Wheels Through Time has been hard at work on its ‘39 Rustoration project for some time and it’s getting closer and closer to completion. If you haven’t been following along, the bike is a 1939 Harley-Davidson EL Knucklehead from Indiana that, at one point, was in a fire and was completely disassembled in 1975. Thankfully, miraculously, the parts stayed together all these decades and it’s now coming back to life in Matt Walksler’s shop.
Although he hasn’t gone deep into the history of this bike in the videos so far, Walksler was crystal clear about wanting to keep the exterior patina on this bike in its present condition. Opinions will, of course, vary—but his feeling is that when a bike has lived a life, it makes sense to show it off, not try to hide it behind a better-than-showroom-fresh restoration.
When we last checked in on the ‘39 Rustoration, it was missing its cylinder heads, pushrods, exhaust, and a few other pieces here and there. In this video, we get to see the cylinder heads, pushrods, exhaust, and recovered seat go back on—along with the carburetor and accessory air cleaner.

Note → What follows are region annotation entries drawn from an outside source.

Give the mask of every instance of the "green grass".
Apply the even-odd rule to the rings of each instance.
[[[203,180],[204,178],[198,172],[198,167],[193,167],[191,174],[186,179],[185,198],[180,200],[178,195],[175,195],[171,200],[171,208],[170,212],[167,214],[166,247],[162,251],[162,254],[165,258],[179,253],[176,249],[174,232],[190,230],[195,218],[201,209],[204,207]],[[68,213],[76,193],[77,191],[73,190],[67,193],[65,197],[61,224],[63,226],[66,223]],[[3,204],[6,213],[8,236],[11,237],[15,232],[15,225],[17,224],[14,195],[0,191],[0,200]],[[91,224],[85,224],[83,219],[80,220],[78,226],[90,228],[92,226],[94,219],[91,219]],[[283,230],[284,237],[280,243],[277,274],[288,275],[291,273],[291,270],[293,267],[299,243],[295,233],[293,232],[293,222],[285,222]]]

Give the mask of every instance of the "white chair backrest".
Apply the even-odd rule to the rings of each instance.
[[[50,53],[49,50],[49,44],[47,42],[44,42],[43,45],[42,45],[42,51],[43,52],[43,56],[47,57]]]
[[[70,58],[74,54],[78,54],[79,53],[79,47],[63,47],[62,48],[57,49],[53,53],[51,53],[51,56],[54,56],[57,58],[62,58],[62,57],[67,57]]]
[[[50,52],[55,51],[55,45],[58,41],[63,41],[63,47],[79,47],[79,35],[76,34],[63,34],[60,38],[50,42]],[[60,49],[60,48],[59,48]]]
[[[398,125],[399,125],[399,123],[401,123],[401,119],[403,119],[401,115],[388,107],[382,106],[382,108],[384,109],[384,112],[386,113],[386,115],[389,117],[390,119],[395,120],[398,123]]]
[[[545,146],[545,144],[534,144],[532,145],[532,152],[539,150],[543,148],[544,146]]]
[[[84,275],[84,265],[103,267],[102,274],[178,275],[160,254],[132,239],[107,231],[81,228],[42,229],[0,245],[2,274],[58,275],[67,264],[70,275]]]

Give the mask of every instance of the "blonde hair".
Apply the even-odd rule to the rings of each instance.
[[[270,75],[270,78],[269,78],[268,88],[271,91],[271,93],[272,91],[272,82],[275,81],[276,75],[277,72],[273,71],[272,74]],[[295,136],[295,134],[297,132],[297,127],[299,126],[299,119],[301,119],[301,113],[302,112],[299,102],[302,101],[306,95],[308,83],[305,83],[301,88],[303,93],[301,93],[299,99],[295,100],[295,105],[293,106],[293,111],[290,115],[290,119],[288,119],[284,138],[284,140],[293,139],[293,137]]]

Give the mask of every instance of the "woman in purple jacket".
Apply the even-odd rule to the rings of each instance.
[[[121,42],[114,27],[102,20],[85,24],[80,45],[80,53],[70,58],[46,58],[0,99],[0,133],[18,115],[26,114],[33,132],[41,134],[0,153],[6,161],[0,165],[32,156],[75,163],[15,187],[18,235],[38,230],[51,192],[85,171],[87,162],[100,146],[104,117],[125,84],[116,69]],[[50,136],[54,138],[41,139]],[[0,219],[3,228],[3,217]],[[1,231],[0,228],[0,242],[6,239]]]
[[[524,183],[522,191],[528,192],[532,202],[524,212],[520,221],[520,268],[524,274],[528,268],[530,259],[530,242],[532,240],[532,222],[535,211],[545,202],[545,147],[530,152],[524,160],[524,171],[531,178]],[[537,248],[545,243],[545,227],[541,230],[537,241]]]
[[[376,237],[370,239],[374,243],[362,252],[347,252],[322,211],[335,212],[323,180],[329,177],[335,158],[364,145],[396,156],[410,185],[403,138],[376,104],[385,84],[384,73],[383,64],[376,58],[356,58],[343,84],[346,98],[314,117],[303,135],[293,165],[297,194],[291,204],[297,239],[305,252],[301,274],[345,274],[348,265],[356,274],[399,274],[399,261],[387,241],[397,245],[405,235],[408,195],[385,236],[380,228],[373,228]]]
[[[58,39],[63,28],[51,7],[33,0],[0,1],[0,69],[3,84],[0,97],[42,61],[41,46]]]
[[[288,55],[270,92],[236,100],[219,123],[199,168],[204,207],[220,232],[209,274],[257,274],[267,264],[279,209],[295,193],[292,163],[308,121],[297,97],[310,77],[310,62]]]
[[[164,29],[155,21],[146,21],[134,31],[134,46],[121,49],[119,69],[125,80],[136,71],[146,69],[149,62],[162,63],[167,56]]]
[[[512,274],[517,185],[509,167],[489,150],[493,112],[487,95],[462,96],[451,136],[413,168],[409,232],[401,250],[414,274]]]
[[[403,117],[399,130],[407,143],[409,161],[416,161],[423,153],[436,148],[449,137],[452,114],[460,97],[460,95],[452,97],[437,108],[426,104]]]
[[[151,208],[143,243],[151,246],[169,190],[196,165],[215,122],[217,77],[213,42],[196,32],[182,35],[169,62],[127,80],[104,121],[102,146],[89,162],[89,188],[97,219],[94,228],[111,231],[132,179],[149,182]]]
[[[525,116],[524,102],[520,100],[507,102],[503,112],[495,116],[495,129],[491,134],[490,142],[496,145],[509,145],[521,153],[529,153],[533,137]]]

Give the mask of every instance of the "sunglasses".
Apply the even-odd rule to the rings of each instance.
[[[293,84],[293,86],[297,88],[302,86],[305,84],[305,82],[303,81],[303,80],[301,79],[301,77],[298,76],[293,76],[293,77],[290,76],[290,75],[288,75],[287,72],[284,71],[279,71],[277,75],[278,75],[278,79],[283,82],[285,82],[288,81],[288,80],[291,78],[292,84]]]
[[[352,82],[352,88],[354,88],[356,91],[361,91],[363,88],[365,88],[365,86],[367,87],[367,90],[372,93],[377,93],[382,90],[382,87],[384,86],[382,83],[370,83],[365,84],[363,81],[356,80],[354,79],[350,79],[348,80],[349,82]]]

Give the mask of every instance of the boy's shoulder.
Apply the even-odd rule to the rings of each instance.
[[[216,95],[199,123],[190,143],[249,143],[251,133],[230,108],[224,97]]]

Although Walksler chose to keep the exterior patina, all the mechanical bits are getting a full restoration as needed. Things like making sure the bores look good and have nice crosshatching, new valve seats, and so on are all being carefully ticked off the list, while the outside stays as crusty as makes sense for this build.
Interestingly, Walksler also says he thinks this could end up being the most correct bike that he’s put together so far, just because all the right parts came together at the right time. From new-old stock items to things he was able to source through his various connections, there are lots of rare parts that he’s brought together to make the ‘39 Rustoration a runner. Where that wasn’t possible—such as with the muffler on the exhaust—he was able to get an extremely good replica that he talks about a bit in this video. (The fishtail on the end, as well as the rest of the exhaust, are OEM Harley parts, though.)
There’s a particularly charming moment when he’s installing the pushrods on this engine, after he’s got the heads back in place. He pulls a screwdriver out and shows off the special divot his dad modified it with, just for the exact task of getting the pushrods into place on these engines. It’s not just bikes that tell stories—sometimes, it’s your tools, too.